Established last fall by 1959 MBA graduate and former Random House CEO Alberto Vitale, the fund aims to promote innovation among students and faculty at the Wharton School by awarding grants of up to $5,000 to students with fledgling business ideas.

Once a month, a panel of advisers — including Vitale himself — convenes to review the applications it has received for funding. Students submit their proposals via email, but — unlike last year — also have the option to submit supplementary material, such as YouTube videos they have created to explain more about themselves or their projects.

“Sometimes it’s more interesting to see the person behind the idea,” Wharton’s Innovation Group Managing Director Don Huesman said. “If we find that the person looks good but the product doesn’t have legs, there’s still room for us to provide support.”

The program has experienced some other changes in the year since its inception.

“We had a process that was much slower last year, and we tried to streamline the decision-making process this year for granting awards,” Huesman said. “We’ve emphasized student-led ventures and de-emphasized course-based projects.”

Many of the projects funded by this program eventually go on to become fully established companies. One of them, a company now called AdhereTech, developed a “smart” pill bottle that helps people remember to take their medication at the right time during the day.

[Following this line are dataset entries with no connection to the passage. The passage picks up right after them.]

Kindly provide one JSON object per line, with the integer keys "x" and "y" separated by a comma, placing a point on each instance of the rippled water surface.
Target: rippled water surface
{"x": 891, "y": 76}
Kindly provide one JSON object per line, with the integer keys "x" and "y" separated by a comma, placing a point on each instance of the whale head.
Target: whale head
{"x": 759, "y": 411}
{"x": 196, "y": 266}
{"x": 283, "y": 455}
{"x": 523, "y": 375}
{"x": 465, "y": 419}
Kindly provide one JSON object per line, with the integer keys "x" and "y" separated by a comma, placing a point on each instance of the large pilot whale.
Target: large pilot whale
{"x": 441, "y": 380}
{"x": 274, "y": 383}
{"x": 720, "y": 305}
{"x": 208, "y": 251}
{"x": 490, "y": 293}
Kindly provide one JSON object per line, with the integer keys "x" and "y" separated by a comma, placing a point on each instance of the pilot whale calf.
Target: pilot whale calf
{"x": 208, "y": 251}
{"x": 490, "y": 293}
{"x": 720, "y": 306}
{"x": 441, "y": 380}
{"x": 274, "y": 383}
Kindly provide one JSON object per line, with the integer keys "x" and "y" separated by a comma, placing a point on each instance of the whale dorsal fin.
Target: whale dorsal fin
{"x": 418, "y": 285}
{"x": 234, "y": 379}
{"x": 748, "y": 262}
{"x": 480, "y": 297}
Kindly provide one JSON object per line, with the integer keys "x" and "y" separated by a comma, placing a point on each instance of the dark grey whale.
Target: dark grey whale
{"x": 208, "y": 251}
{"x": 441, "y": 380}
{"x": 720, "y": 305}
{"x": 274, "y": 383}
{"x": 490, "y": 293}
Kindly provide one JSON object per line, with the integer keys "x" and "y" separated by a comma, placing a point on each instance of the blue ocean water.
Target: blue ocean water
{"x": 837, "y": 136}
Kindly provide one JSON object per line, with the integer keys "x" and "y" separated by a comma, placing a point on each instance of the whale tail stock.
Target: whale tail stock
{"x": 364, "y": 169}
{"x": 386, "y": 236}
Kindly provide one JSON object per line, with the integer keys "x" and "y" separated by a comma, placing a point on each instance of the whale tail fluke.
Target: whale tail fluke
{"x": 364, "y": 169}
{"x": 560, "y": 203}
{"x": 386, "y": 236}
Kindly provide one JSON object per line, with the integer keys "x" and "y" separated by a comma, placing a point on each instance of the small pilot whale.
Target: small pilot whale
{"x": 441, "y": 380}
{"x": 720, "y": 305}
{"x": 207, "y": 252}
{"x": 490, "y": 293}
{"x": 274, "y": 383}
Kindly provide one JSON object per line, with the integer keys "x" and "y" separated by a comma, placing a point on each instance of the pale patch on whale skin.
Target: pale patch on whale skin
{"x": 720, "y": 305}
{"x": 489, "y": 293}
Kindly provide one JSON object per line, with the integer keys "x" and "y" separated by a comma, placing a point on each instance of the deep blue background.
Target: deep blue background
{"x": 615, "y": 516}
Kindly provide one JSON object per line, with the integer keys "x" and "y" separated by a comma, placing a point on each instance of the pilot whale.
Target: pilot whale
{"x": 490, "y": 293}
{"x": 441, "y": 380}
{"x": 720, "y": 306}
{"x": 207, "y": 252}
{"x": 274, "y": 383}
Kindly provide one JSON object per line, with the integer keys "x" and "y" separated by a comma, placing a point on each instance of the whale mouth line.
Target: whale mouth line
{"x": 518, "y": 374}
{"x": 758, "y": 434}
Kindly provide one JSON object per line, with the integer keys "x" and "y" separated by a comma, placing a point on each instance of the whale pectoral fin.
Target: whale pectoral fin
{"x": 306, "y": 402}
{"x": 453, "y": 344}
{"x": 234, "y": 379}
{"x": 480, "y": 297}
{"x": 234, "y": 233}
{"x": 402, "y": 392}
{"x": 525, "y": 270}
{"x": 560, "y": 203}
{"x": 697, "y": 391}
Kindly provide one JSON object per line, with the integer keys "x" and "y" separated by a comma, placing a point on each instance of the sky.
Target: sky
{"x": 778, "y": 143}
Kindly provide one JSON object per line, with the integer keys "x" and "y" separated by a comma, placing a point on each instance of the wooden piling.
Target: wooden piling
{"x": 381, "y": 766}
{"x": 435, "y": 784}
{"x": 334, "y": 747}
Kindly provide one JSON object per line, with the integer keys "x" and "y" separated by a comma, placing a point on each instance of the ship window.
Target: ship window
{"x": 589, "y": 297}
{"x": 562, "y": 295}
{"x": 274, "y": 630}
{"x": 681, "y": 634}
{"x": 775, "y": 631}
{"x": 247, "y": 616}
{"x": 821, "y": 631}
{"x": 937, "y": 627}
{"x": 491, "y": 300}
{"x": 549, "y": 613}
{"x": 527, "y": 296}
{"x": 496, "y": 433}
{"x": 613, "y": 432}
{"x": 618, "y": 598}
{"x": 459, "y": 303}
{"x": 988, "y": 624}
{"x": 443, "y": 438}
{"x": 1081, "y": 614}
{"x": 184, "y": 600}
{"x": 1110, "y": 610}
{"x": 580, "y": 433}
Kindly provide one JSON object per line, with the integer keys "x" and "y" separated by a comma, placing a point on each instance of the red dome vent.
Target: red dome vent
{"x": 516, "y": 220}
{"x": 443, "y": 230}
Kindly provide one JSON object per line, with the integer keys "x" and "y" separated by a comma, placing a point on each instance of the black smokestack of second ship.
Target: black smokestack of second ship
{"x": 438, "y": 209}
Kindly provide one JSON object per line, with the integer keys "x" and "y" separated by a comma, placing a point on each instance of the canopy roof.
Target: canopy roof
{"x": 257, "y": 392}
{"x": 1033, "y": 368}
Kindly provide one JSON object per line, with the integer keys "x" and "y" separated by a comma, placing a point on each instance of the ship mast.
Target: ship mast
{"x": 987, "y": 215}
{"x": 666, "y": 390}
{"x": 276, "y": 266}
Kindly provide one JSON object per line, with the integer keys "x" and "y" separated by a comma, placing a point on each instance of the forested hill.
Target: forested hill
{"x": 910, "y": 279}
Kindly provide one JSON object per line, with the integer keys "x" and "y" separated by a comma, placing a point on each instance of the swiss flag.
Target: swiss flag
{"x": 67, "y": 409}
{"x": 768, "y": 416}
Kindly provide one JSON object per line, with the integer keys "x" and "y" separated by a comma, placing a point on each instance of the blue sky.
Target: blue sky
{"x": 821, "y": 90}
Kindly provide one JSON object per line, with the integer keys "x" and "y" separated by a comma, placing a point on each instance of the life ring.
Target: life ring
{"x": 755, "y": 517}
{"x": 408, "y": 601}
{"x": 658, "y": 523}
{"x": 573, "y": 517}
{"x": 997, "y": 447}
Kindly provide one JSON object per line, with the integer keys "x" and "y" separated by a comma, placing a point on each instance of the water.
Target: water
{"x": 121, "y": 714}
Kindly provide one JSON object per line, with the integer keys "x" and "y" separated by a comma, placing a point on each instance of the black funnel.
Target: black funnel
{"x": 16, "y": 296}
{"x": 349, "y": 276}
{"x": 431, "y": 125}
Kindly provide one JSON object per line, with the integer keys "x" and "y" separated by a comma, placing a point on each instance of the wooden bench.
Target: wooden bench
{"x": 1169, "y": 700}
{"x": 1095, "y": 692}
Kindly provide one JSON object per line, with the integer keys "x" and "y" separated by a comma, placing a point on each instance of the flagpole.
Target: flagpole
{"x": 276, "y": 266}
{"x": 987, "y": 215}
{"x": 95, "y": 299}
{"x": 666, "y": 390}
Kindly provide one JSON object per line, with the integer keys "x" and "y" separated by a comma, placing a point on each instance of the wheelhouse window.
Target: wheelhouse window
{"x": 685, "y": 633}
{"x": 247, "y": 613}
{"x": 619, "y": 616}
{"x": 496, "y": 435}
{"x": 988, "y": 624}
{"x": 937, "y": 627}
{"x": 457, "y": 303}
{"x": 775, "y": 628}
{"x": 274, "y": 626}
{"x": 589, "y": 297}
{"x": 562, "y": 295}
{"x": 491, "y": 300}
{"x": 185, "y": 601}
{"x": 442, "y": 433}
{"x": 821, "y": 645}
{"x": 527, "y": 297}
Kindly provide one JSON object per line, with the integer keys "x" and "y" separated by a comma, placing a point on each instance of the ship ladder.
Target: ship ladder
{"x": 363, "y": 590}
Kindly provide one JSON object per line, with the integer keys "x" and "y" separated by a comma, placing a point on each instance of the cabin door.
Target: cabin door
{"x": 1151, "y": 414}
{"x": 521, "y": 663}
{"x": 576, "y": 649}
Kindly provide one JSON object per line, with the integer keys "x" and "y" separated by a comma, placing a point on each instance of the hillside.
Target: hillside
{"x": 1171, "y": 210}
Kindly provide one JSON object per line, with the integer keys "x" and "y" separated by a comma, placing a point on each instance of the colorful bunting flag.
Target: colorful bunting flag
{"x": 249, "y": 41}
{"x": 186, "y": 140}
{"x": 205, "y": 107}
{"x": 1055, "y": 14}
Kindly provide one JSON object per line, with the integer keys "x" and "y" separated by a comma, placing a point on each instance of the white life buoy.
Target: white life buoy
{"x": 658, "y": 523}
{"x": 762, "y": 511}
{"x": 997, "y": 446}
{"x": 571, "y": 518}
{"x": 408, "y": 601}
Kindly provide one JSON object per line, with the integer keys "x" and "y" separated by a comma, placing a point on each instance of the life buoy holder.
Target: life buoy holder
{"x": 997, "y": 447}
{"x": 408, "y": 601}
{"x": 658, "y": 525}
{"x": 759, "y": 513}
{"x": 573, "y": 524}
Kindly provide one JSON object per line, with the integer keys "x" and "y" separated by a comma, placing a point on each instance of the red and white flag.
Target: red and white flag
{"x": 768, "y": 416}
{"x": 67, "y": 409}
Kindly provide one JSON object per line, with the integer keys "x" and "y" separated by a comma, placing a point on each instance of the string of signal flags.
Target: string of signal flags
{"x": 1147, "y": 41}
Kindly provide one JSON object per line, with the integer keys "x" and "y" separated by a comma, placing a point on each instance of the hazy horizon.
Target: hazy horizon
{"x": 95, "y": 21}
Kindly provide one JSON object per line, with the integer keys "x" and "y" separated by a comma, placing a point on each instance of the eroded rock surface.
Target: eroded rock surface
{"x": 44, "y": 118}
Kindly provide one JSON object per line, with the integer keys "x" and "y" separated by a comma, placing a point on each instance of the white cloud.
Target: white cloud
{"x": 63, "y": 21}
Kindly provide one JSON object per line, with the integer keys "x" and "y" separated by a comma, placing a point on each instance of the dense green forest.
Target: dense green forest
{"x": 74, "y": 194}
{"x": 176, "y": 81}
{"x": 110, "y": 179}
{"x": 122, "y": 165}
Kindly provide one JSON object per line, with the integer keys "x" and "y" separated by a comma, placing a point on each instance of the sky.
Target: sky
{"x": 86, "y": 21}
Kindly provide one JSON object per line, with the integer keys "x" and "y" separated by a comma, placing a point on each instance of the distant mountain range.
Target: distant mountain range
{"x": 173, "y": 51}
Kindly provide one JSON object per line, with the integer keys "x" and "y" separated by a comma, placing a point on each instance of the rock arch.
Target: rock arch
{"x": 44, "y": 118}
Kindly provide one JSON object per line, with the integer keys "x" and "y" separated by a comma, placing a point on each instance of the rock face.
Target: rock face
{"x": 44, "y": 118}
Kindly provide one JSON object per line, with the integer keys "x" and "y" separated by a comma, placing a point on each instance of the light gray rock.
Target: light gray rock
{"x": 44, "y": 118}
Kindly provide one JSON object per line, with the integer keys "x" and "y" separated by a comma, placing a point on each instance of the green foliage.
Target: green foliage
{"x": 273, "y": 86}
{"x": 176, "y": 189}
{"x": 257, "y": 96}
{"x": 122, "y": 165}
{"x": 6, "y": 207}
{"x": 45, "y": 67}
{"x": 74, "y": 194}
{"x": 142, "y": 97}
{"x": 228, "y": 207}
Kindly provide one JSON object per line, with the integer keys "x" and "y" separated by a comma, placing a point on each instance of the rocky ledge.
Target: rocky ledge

“The Wharton Innovation Fund has been really helpful,” 2012 MBA graduate Josh Stein and founder of AdhereTech said. “We needed money to help build prototypes of this product, and the fund helped us buy materials to buy these prototypes.”

Another project, created by Wharton and Engineering senior John Foye and Wharton and Engineering junior Ryan Marschang, focuses on creating windows that can develop solar energy. The company is now called Invisergy.

“That our windows generate energy while maintaining transparency is a breakthrough in the smart window or solar window space,” Marschang said in an article in Wharton Magazine.

In the future, the fund will not only attempt to continue fostering creative business ideas, but will also encourage students to pursue ideas that may even seem ordinary at first.

“We want to stimulate people to take that next step with an idea that may have come up in a class or a conversation and make something real out of it,” Huesman said.